Где-то там, впереди, его дожидался друг — Серёга Белов. Они договорились: если разминутся у поезда, то встретятся под табло. Хотя что может быть глупее, чем потеряться двум баскетболистам на вокзале? Захочешь — а не спрячешься. Тем не менее, Модестас волновался перед долгожданной встречей — не из-за чего-то конкретного, а потому, что Серёга был ему ну очень близкий друг. Настолько близкий, что, прямо скажем, уже любовник, и всё это закрутилось между ними совсем недавно — полгода назад. Наверно, поэтому они оба вели себя как влюблённые дураки и постоянно волновались на пустом месте. И не на пустом тоже: ведь если, не приведи господь, попадёшься — за «взаимноактивную педерастическую связь» в СССР дают серьёзный срок...

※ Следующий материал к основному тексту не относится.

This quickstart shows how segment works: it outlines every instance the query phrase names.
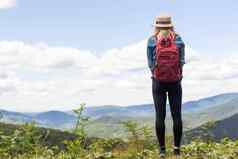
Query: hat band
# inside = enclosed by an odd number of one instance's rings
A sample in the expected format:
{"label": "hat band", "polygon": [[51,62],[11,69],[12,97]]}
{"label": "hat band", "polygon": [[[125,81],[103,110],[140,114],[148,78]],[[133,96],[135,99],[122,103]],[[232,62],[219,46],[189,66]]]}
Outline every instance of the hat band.
{"label": "hat band", "polygon": [[157,21],[156,24],[171,24],[171,21]]}

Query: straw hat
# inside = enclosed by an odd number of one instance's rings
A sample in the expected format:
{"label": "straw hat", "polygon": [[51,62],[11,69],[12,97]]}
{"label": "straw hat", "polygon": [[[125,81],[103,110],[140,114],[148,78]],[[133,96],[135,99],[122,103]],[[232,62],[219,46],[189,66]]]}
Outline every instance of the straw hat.
{"label": "straw hat", "polygon": [[172,28],[172,20],[170,16],[158,16],[155,19],[155,24],[153,25],[154,27],[158,28]]}

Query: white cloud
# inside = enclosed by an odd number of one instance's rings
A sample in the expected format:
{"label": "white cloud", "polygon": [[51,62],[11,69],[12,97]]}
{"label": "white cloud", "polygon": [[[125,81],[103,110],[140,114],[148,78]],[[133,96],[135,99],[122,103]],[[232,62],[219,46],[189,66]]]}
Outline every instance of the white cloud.
{"label": "white cloud", "polygon": [[8,9],[16,6],[16,0],[0,0],[0,9]]}
{"label": "white cloud", "polygon": [[[204,56],[187,47],[184,102],[238,91],[237,61],[235,54]],[[0,68],[0,106],[4,109],[69,110],[81,102],[152,103],[146,40],[108,50],[102,57],[76,48],[2,41]]]}

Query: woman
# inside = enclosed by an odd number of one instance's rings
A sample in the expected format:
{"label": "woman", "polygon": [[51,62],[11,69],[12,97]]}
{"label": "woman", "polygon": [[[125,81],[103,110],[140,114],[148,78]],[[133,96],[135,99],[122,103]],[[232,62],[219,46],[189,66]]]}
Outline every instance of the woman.
{"label": "woman", "polygon": [[[171,23],[171,17],[159,16],[155,21],[155,34],[148,40],[147,58],[148,65],[152,73],[152,93],[156,112],[156,136],[159,141],[160,156],[164,157],[166,153],[165,147],[165,116],[166,116],[166,99],[168,93],[171,115],[173,118],[173,133],[174,133],[174,154],[180,155],[180,144],[183,133],[183,123],[181,116],[182,106],[182,75],[175,82],[164,82],[155,78],[155,70],[159,70],[160,63],[156,62],[156,52],[158,41],[163,36],[174,35],[174,45],[177,47],[179,56],[179,67],[183,70],[184,60],[184,42],[181,37],[174,32],[174,26]],[[158,68],[157,68],[158,67]]]}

Соседка по купе, будто уловив настрой Модестаса, тоже волновалась. То поправляла коралловые бусики на смуглой шее, то ворчала на сына, то принималась паковать в сумку недоеденные бутерброды и термос, а они всё не помещались и не помещались, и было очень заметно, что Алдона нервничает перед чем-то новым и неизведанным. Ещё бы! Москва огромный город, столица огромной страны, такое не каждый день увидишь.

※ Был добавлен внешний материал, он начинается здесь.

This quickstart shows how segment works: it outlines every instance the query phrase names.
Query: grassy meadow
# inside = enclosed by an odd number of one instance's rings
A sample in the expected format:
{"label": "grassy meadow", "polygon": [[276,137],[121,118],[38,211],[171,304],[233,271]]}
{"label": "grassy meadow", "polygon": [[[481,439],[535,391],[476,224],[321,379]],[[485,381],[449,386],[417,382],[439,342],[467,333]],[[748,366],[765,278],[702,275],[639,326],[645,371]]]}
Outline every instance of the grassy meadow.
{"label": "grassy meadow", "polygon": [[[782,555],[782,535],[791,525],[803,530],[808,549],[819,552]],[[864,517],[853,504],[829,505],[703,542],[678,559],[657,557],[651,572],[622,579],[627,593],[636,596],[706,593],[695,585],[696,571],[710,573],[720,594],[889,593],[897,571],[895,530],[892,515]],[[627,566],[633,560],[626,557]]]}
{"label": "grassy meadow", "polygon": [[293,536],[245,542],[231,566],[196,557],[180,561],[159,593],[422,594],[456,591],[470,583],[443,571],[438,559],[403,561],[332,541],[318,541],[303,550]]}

Модестас несколько минут снисходительно наблюдал за суетой Алдоны, потом не выдержал и запихал упрямый термос в другую сумку. Алдона посмотрела с благодарностью. Смутившись, он взял чемоданы и пошёл на выход. Ребёнок увязался следом, как хвостик.
Хотелось верить, что Алдона не имела в виду ничего такого, чего Модестас не хотел бы на себе испытать. Пусть она очень красивая (в духе актрисы Кустинской, только личико более литовское, без жеманства), но всё-таки чужая жена. И не просто чья-то, а жена милиционера. А сама учительница географии. Нетрудно представить, с какой радостью её уроки посещают старшеклассники, подумалось Модестасу. На школьницу похожа, а ребёнка вон какого бойкого и любознательного растит, в Большой театр отвести хочет на балет.
Что характерно, ребёнка балеты не прельщали: пацан хотел чего попроще, и Модестас очень его в этом понимал.
— Дядя, ты только не забудь! — звенел Вайдас, как велосипедный звонок, и цепкой ладошкой дергал Модю за штанину. — Ты не забудь, мы идём на Красную площадь! Прямо сейчас!
— Будет вам и площадь, и ГУМ, и ЦУМ, и «Детский мир»... — щедро пообещал Модестас. — Панамку только надень, а то на солнце тридцать градусов — припечёт.
Не будучи родителем, он понятия не имел, что обещать ребёнку всё подряд антипедагогично. Зато об этом хорошо была осведомлена Алдона и на каждую их реплику шипела где-то позади:
— Вайдас, отстань от дяди! Товарищ Паулаускас, ну что же вы потворствуете! Держи дядю за руку, Вайдас! И не приставай!
Чем дальше, тем больше голос Алдоны тонул в общем гомоне — пассажиры поезда «Вильнюс-Москва» высаживались на перрон с такими бурными эмоциями, как будто прибыли на Луну. А Модестас, наоборот, вдыхал горько-дымный воздух вокзала и вслушивался в привычные звуки, которыми встречает пассажиров Рижский: лязг тележек, весёлый ор таксистов. Всё это тихо радовало его и настраивало на мирный лад. Как в деревню приехал, а Москва ведь и есть «большая деревня».
Пришла их очередь высаживаться. Модестас шагнул на перрон, обернулся.
— Матери помоги, сумку её возьми! — подсказал он Вайдасу, но мальчик не понял и, как обезьянка, вцепился не в сумку, а в мать. Сзади уже напирал кто-то скандальный, и Модя, недолго думая, снял с поезда их обоих и поставил рядом с чемоданами.
— Вот и приехали.
— Слава богу! — выдохнула Алдона и красиво улыбнулась. На этот раз не случайному попутчику, а Москве, и поэтому никто не смутился.
— Идёмте, покажу, где оставить багаж.
Модестас перевесил свою сумку на сильное правое плечо, подхватил чемоданы и пошёл вперед. Почти сразу углядел в толпе встречающих Серёгу, а тот — его. Пересеклись взглядами, Белов подпрыгнул на радостях, замахал руками и побежал, почти полетел навстречу. И Модестас тоже побежал, и никак не мог понять, почему по мере сближения серёгино лицо так странно вытягивается, и вместо радости на нём рисуется что-то совсем другое — чуть ли не испуг.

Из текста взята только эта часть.